Re: Something fishy happening on frogmouth - Mailing list pgsql-hackers

From Heikki Linnakangas
Subject Re: Something fishy happening on frogmouth
Date
Msg-id 52775A83.7090206@vmware.com
Whole thread Raw
In response to Re: Something fishy happening on frogmouth  (Noah Misch <noah@leadboat.com>)
Responses Re: Something fishy happening on frogmouth  (Andres Freund <andres@2ndquadrant.com>)
List pgsql-hackers
On 01.11.2013 18:22, Noah Misch wrote:
> On Fri, Nov 01, 2013 at 12:27:31AM -0400, Robert Haas wrote:
>> On Thu, Oct 31, 2013 at 7:48 PM, Heikki Linnakangas <hlinnakangas@vmware.com> wrote:
>>> On 31.10.2013 16:43, Robert Haas wrote:
>>>> There should be no cases where the main shared memory
>>>> segment gets cleaned up and the dynamic shared memory segments do not.
>>>
>>> 1. initdb -D data1
>>> 2. initdb -D data2
>>> 3. postgres -D data1
>>> 4. killall -9 postgres
>>> 5. postgres -D data2
>>>
>>> The system V shmem segment orphaned at step 4 will be cleaned up at step 5.
>>> The DSM segment will not.
>
> Note that dynamic_shared_memory_type='mmap' will give the desired behavior.

Hmm, here's another idea:

Postmaster creates the POSIX shared memory object at startup, by calling 
shm_open(), and immediately calls shm_unlink on it.

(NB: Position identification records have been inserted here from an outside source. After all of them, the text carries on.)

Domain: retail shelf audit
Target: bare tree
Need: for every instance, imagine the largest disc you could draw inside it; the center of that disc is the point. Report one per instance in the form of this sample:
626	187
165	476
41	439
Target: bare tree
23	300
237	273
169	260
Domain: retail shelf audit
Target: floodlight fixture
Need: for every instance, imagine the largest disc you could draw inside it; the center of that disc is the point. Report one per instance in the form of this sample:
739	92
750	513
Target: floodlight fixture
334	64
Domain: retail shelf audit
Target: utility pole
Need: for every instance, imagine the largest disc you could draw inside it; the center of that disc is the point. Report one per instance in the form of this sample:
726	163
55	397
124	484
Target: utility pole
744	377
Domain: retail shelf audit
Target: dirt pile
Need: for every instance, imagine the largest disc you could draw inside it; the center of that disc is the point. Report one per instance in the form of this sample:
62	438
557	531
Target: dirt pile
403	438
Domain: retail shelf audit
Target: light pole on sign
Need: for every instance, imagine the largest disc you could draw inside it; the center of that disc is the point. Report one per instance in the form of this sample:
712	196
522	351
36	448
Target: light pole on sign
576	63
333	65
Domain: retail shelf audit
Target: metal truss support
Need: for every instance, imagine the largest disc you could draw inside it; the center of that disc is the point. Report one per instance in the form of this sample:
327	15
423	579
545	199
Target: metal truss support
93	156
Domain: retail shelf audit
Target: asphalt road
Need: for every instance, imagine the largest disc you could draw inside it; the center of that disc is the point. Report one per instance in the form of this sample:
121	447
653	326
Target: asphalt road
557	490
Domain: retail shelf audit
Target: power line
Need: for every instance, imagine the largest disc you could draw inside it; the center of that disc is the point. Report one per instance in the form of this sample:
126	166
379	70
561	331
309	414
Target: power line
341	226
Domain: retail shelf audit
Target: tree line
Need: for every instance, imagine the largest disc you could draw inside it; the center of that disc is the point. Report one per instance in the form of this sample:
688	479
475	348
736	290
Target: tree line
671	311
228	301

That way, once all 
the processes have exited, the object will be removed automatically. 
Child processes inherit the file descriptor at fork(), and don't need to 
call shm_open, just mmap().

I'm not sure how dynamic these segments need to be, but if 1-2 such file 
descriptors is not enough, you could mmap() different offsets from the 
same shmem object for different segments.